松江市 インド人国際交流員採用 18年度 ITなど経済分野強化

 インド南部・ケララ州との経済交流に力を入れる松江市は、人材の円滑な受け入れに向け、インド人の国際交流員1人を2018年度に採用する方針を固めた。インドから訪れる学生やIT技術者らのサポート、州政府や関係機関との連絡調整を担う。

 インドは世界第2位の人口と高い経済成長率で注目を集めるが、自治体国際化協会によると、インド出身の国際交流員は富山県勤務の1人のみで珍しい。

 ケララ州出身者を軸に、IT分野の知識がある人材の起用を計画している。現在、人選を進めており、今夏の採用となる見通し。観光部局で勤務する他の国際交流員5人とは異なり、市産業経済部のまつえ産業支援センター(松江市北陵町)に配属する。

 松江市を含む中海・宍道湖・大山圏域の市長会や経済団体は15年度、ケララ州政府などと経済交流拡大の覚書を結んだ。

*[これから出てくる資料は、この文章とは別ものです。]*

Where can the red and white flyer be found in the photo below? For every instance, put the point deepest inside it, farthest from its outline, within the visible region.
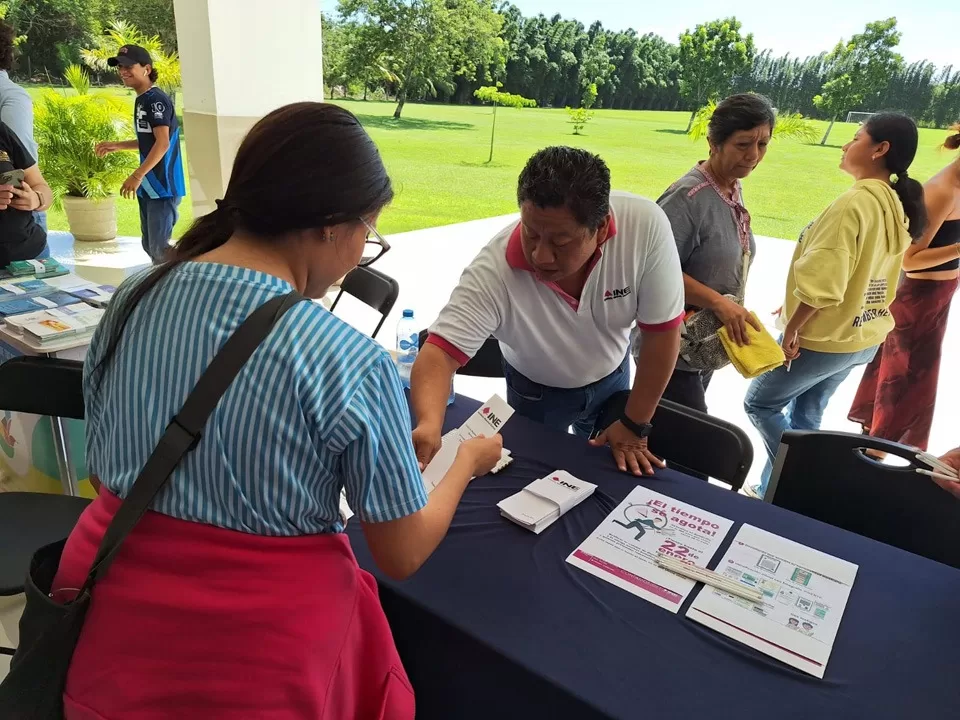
(624, 549)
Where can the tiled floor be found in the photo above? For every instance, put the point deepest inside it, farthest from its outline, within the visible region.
(428, 263)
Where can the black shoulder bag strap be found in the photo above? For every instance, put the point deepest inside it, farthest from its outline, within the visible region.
(185, 429)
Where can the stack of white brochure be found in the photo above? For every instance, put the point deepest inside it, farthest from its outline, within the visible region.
(542, 502)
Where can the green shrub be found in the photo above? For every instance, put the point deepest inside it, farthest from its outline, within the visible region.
(67, 129)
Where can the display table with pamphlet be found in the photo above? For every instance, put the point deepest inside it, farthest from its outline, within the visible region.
(51, 313)
(498, 624)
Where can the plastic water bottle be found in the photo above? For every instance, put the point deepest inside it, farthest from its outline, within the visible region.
(408, 344)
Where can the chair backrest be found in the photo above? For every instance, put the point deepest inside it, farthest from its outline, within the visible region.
(372, 288)
(827, 476)
(42, 386)
(488, 362)
(691, 441)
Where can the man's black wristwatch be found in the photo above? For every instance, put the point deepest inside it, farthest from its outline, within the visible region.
(638, 429)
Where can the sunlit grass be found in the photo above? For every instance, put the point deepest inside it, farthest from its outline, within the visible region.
(436, 156)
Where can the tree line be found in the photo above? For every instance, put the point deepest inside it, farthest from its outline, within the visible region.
(53, 33)
(444, 50)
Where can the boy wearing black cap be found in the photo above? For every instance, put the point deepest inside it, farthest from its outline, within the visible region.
(158, 182)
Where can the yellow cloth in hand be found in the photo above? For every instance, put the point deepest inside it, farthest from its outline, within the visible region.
(762, 355)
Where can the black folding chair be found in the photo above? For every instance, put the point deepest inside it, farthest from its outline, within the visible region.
(828, 477)
(28, 521)
(372, 288)
(488, 362)
(691, 441)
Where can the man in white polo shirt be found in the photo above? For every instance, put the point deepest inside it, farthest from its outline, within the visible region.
(560, 291)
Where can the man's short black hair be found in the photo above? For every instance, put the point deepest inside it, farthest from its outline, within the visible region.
(563, 176)
(7, 37)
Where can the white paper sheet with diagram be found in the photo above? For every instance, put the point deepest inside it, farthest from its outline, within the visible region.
(623, 550)
(805, 593)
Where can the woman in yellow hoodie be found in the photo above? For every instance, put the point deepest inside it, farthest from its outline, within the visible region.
(842, 282)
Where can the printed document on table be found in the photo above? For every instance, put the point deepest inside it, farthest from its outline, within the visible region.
(623, 550)
(804, 595)
(486, 421)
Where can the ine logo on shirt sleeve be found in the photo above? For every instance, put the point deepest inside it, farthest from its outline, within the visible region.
(616, 294)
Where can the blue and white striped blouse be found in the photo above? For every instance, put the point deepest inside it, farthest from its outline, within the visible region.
(318, 407)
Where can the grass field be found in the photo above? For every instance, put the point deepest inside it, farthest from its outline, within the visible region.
(436, 155)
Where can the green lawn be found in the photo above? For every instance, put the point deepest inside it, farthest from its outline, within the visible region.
(436, 155)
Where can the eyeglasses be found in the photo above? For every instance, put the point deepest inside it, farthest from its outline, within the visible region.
(375, 247)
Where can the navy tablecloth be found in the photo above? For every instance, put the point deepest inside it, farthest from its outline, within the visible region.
(497, 625)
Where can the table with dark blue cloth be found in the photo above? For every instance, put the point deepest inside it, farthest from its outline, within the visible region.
(497, 625)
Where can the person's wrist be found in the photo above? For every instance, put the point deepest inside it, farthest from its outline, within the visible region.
(717, 303)
(640, 429)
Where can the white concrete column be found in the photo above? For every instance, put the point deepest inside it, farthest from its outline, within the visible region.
(240, 60)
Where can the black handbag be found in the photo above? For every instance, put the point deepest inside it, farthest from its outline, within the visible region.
(49, 630)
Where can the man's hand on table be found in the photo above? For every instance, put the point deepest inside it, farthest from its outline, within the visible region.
(629, 451)
(952, 459)
(426, 443)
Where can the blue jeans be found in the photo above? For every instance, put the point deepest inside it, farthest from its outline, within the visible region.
(804, 391)
(157, 218)
(41, 220)
(559, 408)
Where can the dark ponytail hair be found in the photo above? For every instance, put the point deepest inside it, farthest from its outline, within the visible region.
(901, 133)
(307, 165)
(953, 142)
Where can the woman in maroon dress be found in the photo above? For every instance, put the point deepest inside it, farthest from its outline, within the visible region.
(898, 393)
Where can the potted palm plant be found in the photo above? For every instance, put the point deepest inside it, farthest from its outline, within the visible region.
(67, 128)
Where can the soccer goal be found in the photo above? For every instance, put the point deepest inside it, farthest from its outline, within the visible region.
(858, 117)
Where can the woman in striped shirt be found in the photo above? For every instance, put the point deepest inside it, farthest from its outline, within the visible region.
(237, 595)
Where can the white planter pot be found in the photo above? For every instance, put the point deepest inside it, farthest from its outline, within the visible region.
(91, 220)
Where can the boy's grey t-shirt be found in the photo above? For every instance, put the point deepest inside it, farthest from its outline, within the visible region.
(706, 234)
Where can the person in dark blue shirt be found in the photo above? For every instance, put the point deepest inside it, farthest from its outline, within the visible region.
(158, 182)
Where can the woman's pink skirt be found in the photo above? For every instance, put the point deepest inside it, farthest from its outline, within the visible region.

 17年度には、島根県や山陰インド協会、島根大などを加えた産官学で「インドIT人材確保・企業連携事業実行委員会」を発足。現地の学生を中海・宍道湖・大山圏域のIT企業が受け入れるインターンシップ(就業体験)などを展開し、ケララ州出身の技術者が圏域の企業に就職する動きも出ている。

 異なる文化や風習への対応を含め、いち早く支援体制を整えることで、就業者の増加や日印の企業間連携の拡大につなげたい考え。これまで手が届きにくかったインドの巨大市場に対する情報発信の強化も期待される。

 市は18年度一般会計当初予算案に関連事業費440万円を盛り込む。